Incontro a Roma fra Berlusconi e il ministro dello Sviluppo: "Il Governo ha detto a Fiat che ha fatto fino in fondo il suo dovere, togliendo dal campo le tensioni che ci sarebbero state con una chiusura dello stabilimento Fiat siciliano"

ROMA. "Il Governo ha detto a Fiat che ha fatto fino in fondo il suo dovere, togliendo dal campo le tensioni che ci sarebbero state con una chiusura di Termini Imerese". Il ministro dello Sviluppo, Paolo Romani, ha spiegato così di aver sottolineato l'impegno del governo al tavolo di confronto con Fiat sulle prospettive del gruppo in Italia.

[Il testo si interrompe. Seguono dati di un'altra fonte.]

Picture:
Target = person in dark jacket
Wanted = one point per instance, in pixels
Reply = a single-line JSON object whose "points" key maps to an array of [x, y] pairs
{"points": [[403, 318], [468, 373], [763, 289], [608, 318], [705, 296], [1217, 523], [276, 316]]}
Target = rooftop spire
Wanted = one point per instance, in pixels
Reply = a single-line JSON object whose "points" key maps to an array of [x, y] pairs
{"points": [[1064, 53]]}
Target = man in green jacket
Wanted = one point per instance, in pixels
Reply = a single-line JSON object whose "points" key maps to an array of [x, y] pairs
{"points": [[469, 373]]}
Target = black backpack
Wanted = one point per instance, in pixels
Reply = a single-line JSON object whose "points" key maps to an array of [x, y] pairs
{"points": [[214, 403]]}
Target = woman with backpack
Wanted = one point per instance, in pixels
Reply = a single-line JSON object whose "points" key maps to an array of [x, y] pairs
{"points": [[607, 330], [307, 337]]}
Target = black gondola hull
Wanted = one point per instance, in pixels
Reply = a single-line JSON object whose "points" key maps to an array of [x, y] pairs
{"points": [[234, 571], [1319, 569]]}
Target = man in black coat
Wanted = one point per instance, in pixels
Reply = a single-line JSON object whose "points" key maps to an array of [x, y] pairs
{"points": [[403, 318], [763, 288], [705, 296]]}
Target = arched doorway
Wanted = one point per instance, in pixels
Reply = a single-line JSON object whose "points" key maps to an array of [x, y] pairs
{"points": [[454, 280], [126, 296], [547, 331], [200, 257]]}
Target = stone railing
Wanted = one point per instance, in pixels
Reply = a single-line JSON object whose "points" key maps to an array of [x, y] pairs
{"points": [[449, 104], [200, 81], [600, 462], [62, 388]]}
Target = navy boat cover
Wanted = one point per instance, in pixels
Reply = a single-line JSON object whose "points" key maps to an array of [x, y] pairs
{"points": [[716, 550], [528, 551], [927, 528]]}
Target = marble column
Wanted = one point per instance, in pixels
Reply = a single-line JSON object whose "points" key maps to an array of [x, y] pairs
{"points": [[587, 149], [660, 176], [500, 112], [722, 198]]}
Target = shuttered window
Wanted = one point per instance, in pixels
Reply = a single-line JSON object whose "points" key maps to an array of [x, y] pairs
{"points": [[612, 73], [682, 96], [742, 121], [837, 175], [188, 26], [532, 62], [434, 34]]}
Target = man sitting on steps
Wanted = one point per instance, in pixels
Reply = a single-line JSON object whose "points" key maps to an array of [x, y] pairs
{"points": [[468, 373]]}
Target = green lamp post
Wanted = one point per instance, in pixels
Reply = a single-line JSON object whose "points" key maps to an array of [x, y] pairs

Lo ha detto ricordando che nell'area industriale di Termini Imerese si insedieranno "sette nuove iniziative produttive" con un forte aumento dell'occupazione complessiva rispetto al numero attuale dei dipendenti Fiat e dell'indotto, da circa 1.500 occupati a circa 3.300. Lunedì sera è previsto il tavolo al ministero con i sindacati. Ci saranno, ha indicato Romani, i segretari generali di Cisl e Uil ed il segretario confederale della Cgil Vincenzo Scudiere (e non il segretario generale Susanna Camusso).